Thu, Mar 19th 2009 12:00 am
By TRACEY DRURY
Business First

If you've ever wished you could get just one extra paycheck, 2009 might be your favorite year - or not.

The calendar configuration this year creates an extra pay period for workers who are paid weekly or biweekly. That means some companies will see 27 or 53 pay periods. How to deal with the extra period is the tricky part.

"Sometimes in business, the most important thing to have is a choice," says Steve Sahlein, co-president of the American Institute of Professional Bookkeepers in Rockville, Md. "If you wait until Dec. 15 to make your decision, you may be stuck with the most expensive or the most unpleasant choice."

Dividing up an annual salary by 27 or 53 will mean employees will receive an extra check, but each one will be a little smaller than in a regular year.

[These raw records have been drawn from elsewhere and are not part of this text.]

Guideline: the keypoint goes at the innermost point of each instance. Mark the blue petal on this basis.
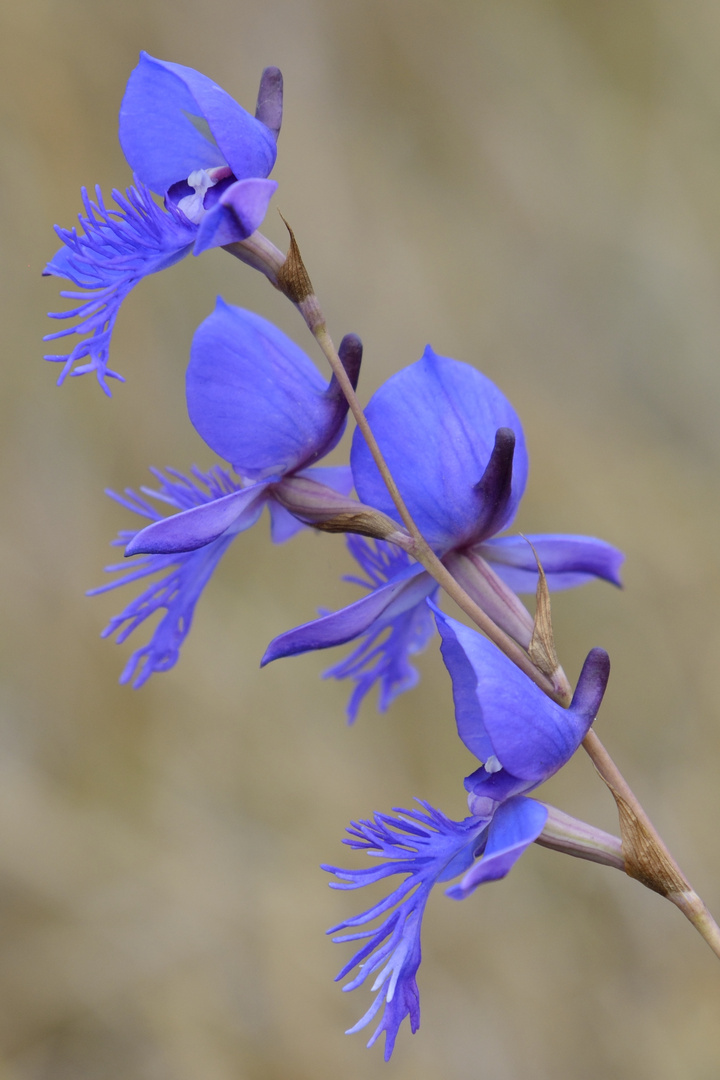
(386, 661)
(436, 423)
(568, 561)
(181, 577)
(370, 613)
(498, 707)
(426, 847)
(174, 120)
(116, 251)
(516, 824)
(201, 525)
(256, 397)
(236, 215)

Some employers stick with 26 or 52 checks, with employees skipping a check in the other period. Others make the mistake of not addressing the issue and paying employees extra by default.

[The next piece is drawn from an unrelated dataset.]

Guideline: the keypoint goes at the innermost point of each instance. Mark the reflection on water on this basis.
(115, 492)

Either way, employers need to plan and, more importantly, keep employees informed about how they'll handle the issue. Waiting until the end of the year can cause an HR nightmare, says Francine Schaefer, president of HR On-Site Consulting in Amherst.

"It can be an emotional issue with employees if they think in any way, shape or form they're being treated unfairly," she says.

In most cases, Schaefer says, seasoned payroll managers know what to do and how to manage this issue, while those using payroll companies like ADP or Paychex should receive information and updates on the extra pay period.

The extra pay period also affects benefits. Companies that deduct an employee contribution for health insurance would need to make sure to deduct only from 52 or 26 checks, so employees would be paid a bit more for the extra period. Deductions for 401(k) accounts would come from all periods, however.

A final option is to adjust the date for the extra pay period to fall in the previous year, effectively eliminating the extra pay period altogether.

Dividing up a salary by 27 or 53 weeks, effectively reducing the regular pay - with employees potentially thinking they're being shorted - is something Tom McManus, branch manager for PayChoice Inc. in West Seneca, doesn't recall seeing in his 35 years in the payroll business.

"It's one quick way to antagonize your salaried individuals," he says.